A question in regards to encrypting external Hard Drives

No, no idea. You don’t in any case need to zero it again. Assuming you have now created a disk-spanning partition /dev/sdb1, follow that article using /dev/sdb1 rather than just /dev/sdb where he says /dev/sdX – and please use just mkfs.ext4 rather than mkfs.xfs.

I thinks Gparted did made a ext4 file system too. I want to make it into luks drive tho remember? What should I do next then?

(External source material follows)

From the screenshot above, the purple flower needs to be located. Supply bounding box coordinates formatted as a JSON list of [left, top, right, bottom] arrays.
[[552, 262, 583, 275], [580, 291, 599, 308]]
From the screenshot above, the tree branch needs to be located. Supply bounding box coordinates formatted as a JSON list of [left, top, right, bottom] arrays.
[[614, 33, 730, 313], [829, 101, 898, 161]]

The tutorial article said the dd part is not necessary, but didn’t warned for such a situation neither. what should I do to turn the whole thing into a luks vault?

Yes, you now pick up the article at step 3.

$ sudo cryptsetup luksFormat /dev/sdb1
$ sudo cryptsetup open /dev/sdb1 vault
< check the /dev/mapper/ directory to be sure a /dev/mapper/vault now exists >
$ sudo mkfs -t ext4 -L vault /dev/mapper/vault
$ sudo cryptsetup close vault

I need to specify that I’m not in fact on Endeavour but unless it’s setup non-standard (or if you don’t use a desktop automounter) you should at this point be able to e.g. eject sdb and unplug/replug it and have the desktop automounter prompt you for the passphrase and then automount it.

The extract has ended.